Gambie : la mission de la Cédéao quitte Banjul, des milliers de personnes fuient le pays

Yahya Jammey ex pdt Gambie.jpgDes dirigeants ouest-africains ont tenté de nouveau vendredi à Banjul de convaincre le président gambien Yahya Jammeh de céder le pouvoir le 19 janvier à son successeur élu Adama Barrow, pour mettre fin à la crise qui a provoqué l'exode de milliers de Gambiens.

Ce pays anglophone d’Afrique de l’Ouest est plongé dans la crise depuis que M. Jammeh a annoncé le 9 décembre qu’il ne reconnaissait plus les résultats de l’élection présidentielle du 1er décembre, une semaine après avoir pourtant félicité M. Barrow pour sa victoire.

« L’équipe de la Cédéao (Communauté économique des Etats de l’Afrique de l’Ouest) a décidé de partir de Banjul ce soir en compagnie du président élu Barrow pour Bamako, au Mali », où doit se tenir samedi un sommet Afrique-France, a déclaré le ministre nigérian des Affaires étrangères Geoffrey Onyeama à des journalistes après des entretiens avec Adama Barrow et Yahya Jammeh.

Le chef de l’État nigérian Muhammadu Buhari conduisait la mission avec son homologue libérienne Ellen Johnson Sirleaf, présidente en exercice de la Cédéao, qui réunit 15 pays. Faisait également partie de la délégation l’ex-président ghanéen John Dramani Mahama.

« Le but de la visite est de rencontrer le président Jammeh, afin que tout le monde puisse s’entendre sur une feuille de route. Nous sommes plutôt optimistes que cette fois, les discussions n’échoueront pas », avait déclaré auparavant M. Onyeama.

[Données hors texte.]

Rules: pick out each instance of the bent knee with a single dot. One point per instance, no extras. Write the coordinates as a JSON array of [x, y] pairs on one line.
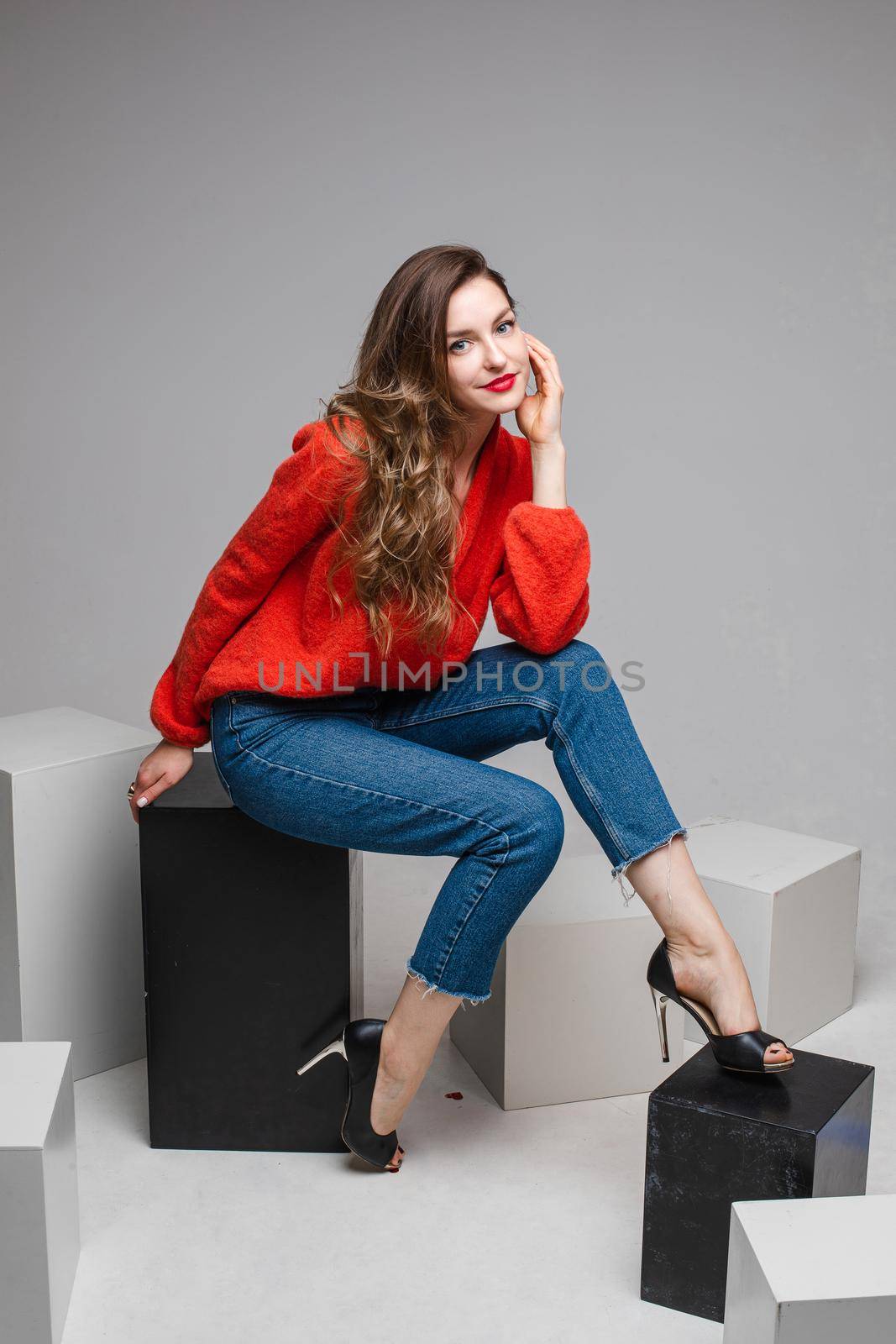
[[544, 820]]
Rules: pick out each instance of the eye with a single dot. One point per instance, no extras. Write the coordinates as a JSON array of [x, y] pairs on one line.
[[508, 322]]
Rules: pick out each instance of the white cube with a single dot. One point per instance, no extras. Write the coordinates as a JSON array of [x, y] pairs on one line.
[[571, 1016], [812, 1270], [790, 902], [70, 911], [39, 1227]]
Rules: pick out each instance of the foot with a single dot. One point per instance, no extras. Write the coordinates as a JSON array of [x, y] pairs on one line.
[[714, 974], [392, 1093]]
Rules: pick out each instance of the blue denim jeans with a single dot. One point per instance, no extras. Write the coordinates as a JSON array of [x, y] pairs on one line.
[[401, 772]]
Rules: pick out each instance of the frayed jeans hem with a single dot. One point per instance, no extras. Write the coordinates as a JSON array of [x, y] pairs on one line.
[[473, 999], [618, 870]]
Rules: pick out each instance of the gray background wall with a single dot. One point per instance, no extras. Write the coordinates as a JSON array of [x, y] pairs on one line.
[[694, 205]]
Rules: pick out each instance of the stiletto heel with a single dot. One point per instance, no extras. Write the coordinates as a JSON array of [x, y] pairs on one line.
[[359, 1045], [743, 1053], [336, 1047], [660, 1008]]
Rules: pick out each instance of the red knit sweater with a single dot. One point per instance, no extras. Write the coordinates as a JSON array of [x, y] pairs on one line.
[[262, 618]]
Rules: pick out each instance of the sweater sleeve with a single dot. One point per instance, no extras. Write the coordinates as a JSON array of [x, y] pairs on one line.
[[540, 595], [289, 515]]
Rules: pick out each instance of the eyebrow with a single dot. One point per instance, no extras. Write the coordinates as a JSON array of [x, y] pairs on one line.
[[470, 333]]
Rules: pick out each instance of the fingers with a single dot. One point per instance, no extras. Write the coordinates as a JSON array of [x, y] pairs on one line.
[[149, 783], [547, 360]]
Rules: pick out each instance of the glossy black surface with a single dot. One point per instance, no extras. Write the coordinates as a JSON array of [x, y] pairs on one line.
[[714, 1139], [246, 960]]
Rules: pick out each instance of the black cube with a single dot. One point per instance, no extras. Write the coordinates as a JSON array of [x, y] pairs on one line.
[[253, 961], [715, 1137]]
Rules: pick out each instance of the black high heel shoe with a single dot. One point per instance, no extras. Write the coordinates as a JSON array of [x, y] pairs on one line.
[[359, 1045], [741, 1053]]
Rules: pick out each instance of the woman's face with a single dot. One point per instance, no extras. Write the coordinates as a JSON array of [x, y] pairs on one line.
[[484, 344]]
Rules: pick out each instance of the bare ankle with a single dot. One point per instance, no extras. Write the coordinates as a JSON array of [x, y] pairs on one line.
[[703, 940]]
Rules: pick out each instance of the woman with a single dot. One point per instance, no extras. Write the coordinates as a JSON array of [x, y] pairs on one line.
[[387, 533]]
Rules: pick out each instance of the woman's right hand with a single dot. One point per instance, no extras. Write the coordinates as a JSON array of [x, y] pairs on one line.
[[164, 766]]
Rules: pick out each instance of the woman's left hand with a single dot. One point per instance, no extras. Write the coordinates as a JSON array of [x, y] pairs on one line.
[[537, 414]]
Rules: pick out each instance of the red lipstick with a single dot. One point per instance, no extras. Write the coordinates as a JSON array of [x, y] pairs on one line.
[[500, 385]]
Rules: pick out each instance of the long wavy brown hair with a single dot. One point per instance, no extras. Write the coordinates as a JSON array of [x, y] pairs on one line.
[[403, 535]]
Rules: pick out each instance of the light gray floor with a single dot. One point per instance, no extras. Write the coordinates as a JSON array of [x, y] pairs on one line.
[[521, 1226]]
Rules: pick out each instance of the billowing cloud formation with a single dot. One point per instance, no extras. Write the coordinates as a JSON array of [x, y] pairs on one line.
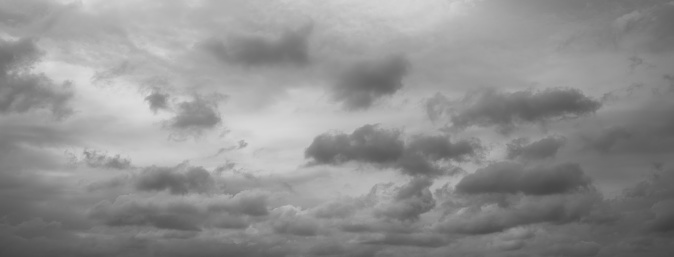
[[188, 213], [292, 47], [545, 148], [181, 179], [492, 108], [557, 209], [157, 101], [510, 177], [364, 83], [22, 91], [96, 159], [419, 240], [607, 139], [374, 145], [410, 201], [193, 117]]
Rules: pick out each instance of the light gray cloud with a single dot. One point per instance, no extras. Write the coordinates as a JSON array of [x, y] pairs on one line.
[[556, 209], [97, 159], [542, 149], [194, 117], [374, 145], [158, 101], [181, 179], [508, 177], [22, 91], [410, 201], [291, 47], [362, 85], [418, 240], [505, 110]]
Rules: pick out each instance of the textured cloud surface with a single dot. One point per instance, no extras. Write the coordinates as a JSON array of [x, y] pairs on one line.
[[356, 128]]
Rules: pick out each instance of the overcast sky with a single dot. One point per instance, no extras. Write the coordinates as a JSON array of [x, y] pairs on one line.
[[337, 128]]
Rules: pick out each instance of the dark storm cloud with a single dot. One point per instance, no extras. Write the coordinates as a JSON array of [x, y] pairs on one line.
[[492, 108], [410, 201], [186, 212], [555, 209], [289, 221], [292, 47], [176, 180], [374, 145], [157, 101], [541, 149], [418, 240], [368, 143], [96, 159], [363, 84], [193, 117], [607, 139], [508, 177], [22, 91]]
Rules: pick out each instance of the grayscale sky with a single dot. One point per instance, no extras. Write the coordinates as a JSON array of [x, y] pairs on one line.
[[296, 128]]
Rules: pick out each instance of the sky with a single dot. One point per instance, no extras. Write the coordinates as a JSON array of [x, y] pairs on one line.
[[293, 128]]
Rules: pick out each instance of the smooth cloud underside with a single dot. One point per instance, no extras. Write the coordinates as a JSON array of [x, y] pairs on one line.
[[22, 91], [194, 117], [503, 110], [598, 186], [157, 101], [510, 177], [291, 47], [373, 145], [542, 149], [360, 86]]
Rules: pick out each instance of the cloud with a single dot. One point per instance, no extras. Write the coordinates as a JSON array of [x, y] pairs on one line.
[[418, 240], [607, 139], [193, 117], [509, 177], [362, 85], [181, 212], [410, 201], [374, 145], [578, 249], [289, 220], [157, 101], [96, 159], [22, 91], [556, 209], [492, 108], [542, 149], [292, 47], [181, 179]]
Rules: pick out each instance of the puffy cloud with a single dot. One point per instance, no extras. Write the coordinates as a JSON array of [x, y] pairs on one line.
[[544, 148], [363, 84], [504, 110], [291, 221], [96, 159], [292, 47], [508, 177], [374, 145], [410, 201], [177, 180], [556, 209], [157, 101], [22, 91], [578, 249], [193, 117], [419, 240], [607, 139], [186, 213]]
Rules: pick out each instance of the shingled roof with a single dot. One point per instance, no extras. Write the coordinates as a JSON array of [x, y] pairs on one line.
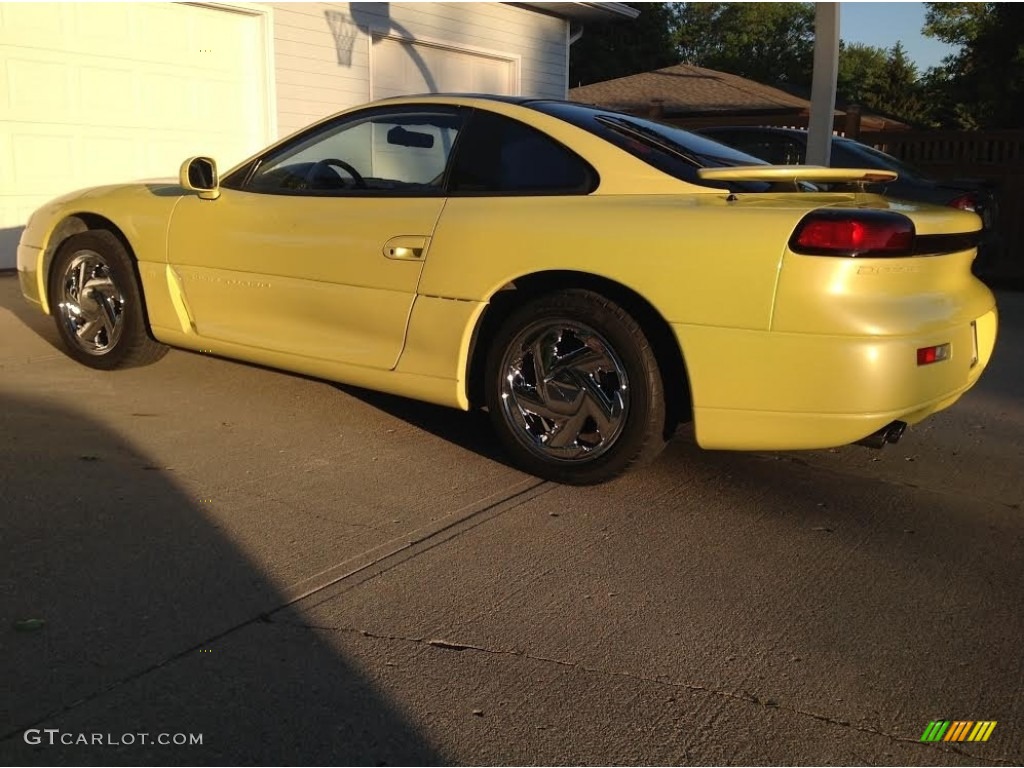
[[684, 89]]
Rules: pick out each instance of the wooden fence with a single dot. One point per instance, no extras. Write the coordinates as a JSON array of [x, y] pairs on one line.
[[994, 157]]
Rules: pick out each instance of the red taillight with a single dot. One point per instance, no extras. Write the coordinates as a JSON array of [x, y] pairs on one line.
[[856, 232], [967, 202], [928, 355]]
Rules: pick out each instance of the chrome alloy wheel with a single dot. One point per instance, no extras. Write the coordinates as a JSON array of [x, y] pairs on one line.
[[91, 304], [564, 390]]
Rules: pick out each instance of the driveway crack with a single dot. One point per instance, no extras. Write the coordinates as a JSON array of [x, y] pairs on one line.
[[448, 645]]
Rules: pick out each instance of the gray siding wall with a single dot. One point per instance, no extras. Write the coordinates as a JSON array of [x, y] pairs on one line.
[[322, 50]]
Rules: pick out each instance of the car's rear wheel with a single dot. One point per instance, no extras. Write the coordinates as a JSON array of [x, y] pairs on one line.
[[97, 304], [573, 388]]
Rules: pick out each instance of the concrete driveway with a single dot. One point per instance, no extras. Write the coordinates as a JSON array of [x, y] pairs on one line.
[[299, 572]]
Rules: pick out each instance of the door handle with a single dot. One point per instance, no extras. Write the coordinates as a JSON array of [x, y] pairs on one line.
[[407, 247]]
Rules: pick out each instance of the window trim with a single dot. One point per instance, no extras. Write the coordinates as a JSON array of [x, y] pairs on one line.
[[242, 178]]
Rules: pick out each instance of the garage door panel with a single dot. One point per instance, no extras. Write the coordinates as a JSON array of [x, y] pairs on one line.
[[93, 93]]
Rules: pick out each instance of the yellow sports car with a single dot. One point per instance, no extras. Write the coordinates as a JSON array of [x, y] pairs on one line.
[[592, 279]]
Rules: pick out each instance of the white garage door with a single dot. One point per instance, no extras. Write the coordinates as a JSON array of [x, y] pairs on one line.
[[92, 93], [400, 68]]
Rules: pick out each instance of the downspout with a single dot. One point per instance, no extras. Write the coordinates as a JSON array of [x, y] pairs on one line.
[[573, 31]]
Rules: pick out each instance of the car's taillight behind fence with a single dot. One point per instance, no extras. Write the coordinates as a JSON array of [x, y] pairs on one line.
[[853, 232], [968, 202]]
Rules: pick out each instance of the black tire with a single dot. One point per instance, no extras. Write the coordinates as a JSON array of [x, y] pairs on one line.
[[96, 301], [596, 364]]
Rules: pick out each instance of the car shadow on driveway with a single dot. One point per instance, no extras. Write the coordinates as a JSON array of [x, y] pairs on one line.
[[126, 610]]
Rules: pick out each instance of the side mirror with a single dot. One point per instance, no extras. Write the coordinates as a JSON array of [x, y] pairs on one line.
[[200, 175]]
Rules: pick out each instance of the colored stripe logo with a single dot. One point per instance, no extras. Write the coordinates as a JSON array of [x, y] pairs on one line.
[[958, 730]]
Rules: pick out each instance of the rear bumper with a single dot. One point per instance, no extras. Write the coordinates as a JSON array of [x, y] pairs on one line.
[[770, 390]]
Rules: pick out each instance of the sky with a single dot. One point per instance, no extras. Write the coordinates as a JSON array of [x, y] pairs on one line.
[[884, 24]]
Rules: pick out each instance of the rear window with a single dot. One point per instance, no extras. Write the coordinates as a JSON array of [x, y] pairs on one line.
[[667, 147]]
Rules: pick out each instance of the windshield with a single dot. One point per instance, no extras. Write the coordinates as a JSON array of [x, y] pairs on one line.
[[877, 159], [667, 147]]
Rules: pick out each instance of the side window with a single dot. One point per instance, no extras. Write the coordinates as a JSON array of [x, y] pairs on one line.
[[498, 155], [399, 153]]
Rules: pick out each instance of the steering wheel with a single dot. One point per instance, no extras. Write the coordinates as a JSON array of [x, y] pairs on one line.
[[320, 165]]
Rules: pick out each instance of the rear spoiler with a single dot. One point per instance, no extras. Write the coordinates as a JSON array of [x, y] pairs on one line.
[[795, 173]]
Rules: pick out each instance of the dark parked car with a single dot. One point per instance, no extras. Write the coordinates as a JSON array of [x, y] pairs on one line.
[[788, 146]]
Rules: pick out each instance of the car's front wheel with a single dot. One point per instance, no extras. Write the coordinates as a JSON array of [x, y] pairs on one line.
[[97, 304], [573, 388]]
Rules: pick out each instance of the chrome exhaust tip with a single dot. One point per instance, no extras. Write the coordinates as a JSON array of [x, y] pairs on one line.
[[889, 433]]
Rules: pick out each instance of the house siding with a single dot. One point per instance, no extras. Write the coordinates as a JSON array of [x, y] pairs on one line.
[[322, 50]]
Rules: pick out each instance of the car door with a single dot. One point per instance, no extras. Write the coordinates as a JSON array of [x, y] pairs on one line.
[[316, 249]]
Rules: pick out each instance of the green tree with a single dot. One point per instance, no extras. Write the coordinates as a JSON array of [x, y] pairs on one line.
[[882, 81], [982, 85], [861, 73], [766, 42], [614, 49]]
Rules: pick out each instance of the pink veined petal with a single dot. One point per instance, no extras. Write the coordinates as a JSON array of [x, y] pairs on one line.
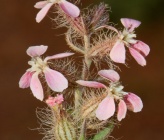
[[34, 51], [133, 102], [55, 80], [137, 56], [105, 109], [51, 101], [42, 13], [142, 48], [57, 56], [70, 9], [36, 87], [130, 24], [25, 80], [117, 53], [122, 109], [92, 84], [59, 99], [40, 4], [110, 75]]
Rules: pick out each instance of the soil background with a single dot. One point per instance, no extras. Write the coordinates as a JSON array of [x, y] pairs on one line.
[[18, 31]]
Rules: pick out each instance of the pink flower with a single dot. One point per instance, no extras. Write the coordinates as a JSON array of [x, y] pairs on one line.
[[107, 108], [69, 8], [55, 80], [138, 49], [52, 101]]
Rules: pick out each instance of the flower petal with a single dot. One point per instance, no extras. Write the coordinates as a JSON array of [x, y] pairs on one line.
[[142, 48], [133, 102], [130, 24], [36, 87], [57, 56], [34, 51], [110, 75], [92, 84], [122, 109], [59, 98], [138, 57], [51, 101], [70, 9], [40, 4], [106, 108], [117, 53], [42, 13], [25, 80], [55, 80]]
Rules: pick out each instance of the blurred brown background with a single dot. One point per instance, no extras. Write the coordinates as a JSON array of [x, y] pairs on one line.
[[18, 31]]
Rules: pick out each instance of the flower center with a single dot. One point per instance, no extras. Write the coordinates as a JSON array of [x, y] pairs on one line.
[[55, 1], [116, 91], [128, 37], [37, 64]]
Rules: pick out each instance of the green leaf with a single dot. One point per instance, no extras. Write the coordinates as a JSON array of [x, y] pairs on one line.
[[104, 133]]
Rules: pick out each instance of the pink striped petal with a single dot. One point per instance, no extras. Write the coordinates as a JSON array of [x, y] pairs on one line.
[[70, 9], [51, 101], [59, 98], [110, 75], [42, 13], [130, 24], [25, 80], [36, 87], [34, 51], [55, 80], [92, 84], [122, 109], [105, 109], [57, 56], [138, 57], [133, 102], [117, 53], [142, 48], [40, 4]]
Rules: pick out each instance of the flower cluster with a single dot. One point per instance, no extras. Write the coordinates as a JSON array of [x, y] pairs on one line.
[[91, 109], [126, 100], [138, 49], [69, 8], [53, 101], [55, 80]]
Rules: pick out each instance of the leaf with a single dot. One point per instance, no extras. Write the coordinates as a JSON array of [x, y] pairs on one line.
[[104, 133]]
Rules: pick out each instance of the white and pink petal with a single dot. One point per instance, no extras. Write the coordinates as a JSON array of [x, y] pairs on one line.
[[55, 80], [117, 53], [106, 108], [43, 12], [110, 75], [91, 84], [36, 87], [137, 56], [34, 51], [142, 48], [25, 79], [130, 24], [133, 102], [122, 109], [70, 9], [58, 56]]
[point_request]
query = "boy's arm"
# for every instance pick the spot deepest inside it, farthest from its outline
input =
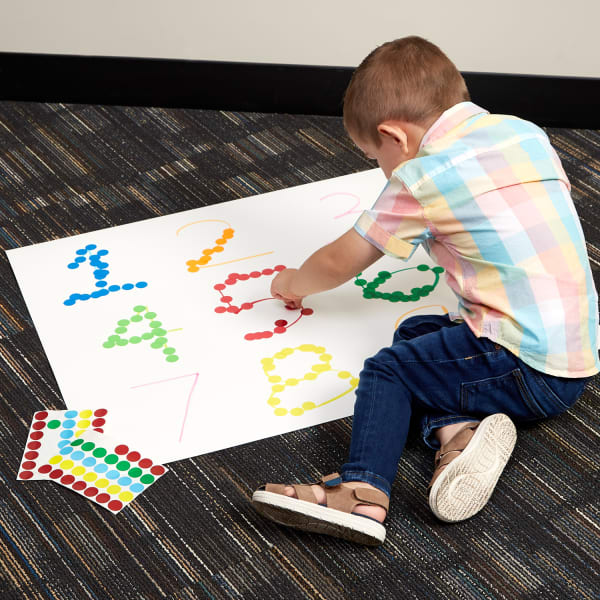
(327, 268)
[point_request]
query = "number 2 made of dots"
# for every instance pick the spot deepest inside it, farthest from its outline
(156, 335)
(97, 261)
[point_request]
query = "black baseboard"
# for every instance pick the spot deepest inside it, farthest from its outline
(260, 87)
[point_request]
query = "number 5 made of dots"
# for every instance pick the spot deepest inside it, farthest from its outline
(155, 330)
(100, 272)
(279, 384)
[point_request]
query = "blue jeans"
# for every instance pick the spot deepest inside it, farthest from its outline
(439, 370)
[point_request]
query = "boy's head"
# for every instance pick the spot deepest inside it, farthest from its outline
(409, 80)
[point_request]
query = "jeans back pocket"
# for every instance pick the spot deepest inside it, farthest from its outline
(507, 393)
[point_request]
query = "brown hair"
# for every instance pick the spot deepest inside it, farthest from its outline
(409, 79)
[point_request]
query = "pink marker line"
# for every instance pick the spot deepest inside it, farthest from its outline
(187, 406)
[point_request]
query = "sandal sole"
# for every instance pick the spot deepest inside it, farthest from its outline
(315, 518)
(466, 484)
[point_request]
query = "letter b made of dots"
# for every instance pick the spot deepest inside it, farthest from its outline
(100, 273)
(156, 335)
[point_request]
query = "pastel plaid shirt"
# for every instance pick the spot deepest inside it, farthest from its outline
(488, 199)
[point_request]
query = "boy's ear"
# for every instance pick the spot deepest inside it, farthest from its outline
(393, 132)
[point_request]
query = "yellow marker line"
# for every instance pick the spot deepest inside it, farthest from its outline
(203, 221)
(234, 260)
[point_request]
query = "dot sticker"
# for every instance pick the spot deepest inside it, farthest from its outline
(278, 385)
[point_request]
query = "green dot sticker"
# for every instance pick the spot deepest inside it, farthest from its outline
(370, 290)
(155, 333)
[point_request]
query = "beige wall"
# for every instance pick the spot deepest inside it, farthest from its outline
(551, 37)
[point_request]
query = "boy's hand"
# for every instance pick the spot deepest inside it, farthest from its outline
(281, 288)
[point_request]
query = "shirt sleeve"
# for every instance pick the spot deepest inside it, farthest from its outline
(396, 223)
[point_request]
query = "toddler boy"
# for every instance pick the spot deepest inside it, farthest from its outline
(487, 198)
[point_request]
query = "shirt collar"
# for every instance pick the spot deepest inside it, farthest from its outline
(449, 120)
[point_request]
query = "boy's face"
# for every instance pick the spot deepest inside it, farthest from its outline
(393, 150)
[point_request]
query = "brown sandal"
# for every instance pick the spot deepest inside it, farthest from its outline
(336, 518)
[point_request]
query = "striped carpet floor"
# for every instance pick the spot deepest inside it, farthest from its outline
(68, 169)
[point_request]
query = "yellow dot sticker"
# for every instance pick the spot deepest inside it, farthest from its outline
(280, 385)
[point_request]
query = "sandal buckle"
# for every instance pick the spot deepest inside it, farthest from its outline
(332, 480)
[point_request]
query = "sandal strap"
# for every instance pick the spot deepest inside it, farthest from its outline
(447, 453)
(345, 498)
(338, 496)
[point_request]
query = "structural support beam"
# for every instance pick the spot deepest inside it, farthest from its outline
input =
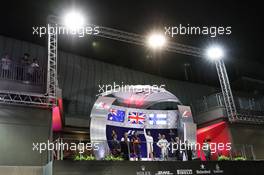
(226, 90)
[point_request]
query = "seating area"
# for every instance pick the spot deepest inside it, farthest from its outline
(24, 70)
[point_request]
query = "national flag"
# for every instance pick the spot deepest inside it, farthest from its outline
(186, 114)
(116, 115)
(158, 119)
(136, 117)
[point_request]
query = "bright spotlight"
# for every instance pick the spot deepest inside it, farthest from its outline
(156, 40)
(215, 53)
(73, 20)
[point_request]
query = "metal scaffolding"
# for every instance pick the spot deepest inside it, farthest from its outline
(50, 97)
(23, 98)
(52, 64)
(226, 90)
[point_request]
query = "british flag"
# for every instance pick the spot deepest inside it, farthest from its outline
(136, 117)
(116, 115)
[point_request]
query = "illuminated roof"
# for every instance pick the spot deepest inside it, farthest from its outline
(141, 96)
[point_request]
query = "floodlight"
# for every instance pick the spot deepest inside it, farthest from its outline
(215, 53)
(156, 40)
(74, 20)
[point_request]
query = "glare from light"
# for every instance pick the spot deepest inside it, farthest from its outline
(156, 41)
(74, 20)
(215, 53)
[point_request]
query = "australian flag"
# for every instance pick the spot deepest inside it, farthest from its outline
(116, 115)
(136, 118)
(158, 119)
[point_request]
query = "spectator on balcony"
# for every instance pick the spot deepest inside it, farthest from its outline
(23, 68)
(33, 70)
(6, 66)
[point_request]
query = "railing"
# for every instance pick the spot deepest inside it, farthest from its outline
(237, 151)
(24, 74)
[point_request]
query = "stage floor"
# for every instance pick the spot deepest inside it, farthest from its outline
(67, 167)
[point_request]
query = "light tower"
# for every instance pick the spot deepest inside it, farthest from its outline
(216, 54)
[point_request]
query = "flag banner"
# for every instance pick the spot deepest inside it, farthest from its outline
(158, 119)
(136, 118)
(116, 115)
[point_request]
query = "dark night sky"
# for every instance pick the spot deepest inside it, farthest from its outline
(17, 19)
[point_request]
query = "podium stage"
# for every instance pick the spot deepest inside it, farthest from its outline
(67, 167)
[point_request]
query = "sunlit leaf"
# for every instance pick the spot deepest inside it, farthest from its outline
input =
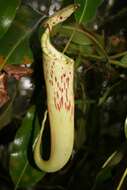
(15, 48)
(22, 168)
(8, 10)
(87, 10)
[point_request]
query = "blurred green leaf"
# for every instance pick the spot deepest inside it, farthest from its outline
(125, 127)
(6, 115)
(15, 47)
(8, 10)
(78, 38)
(22, 169)
(103, 175)
(124, 60)
(114, 159)
(87, 10)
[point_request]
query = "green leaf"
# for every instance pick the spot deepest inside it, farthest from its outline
(15, 47)
(6, 115)
(114, 158)
(87, 10)
(8, 10)
(78, 38)
(125, 127)
(22, 168)
(124, 60)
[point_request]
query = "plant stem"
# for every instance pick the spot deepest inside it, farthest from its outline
(122, 179)
(118, 55)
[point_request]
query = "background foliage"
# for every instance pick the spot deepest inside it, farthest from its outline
(98, 45)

A la question de savoir s’il était confiant cette fois-ci dans une réponse favorable de Yahya Jammeh à la demande de la Cédéao, le président Buhari avait simplement lâché: « Seul Dieu le sait ».

Empêcher la prestation de serment

Les trois dirigeants faisaient déjà partie d’une mission dépêchée par la Cédéao exactement un mois auparavant pour presser Yahya Jammeh, qui gouverne sans partage la Gambie depuis 22 ans, de quitter le pouvoir le 19 janvier, après l’expiration de son mandat.

 Yahya Jammeh a saisi la justice pour faire annuler les résultats de l’élection, arguant d’irrégularités dans la comptabilisation des votes et l’organisation du scrutin. Il s’est dit déterminé à rester au pouvoir tant qu’elle n’aurait pas statué sur ses recours, ce qui prendra des mois, le temps de remplacer les juges manquants à la Cour suprême.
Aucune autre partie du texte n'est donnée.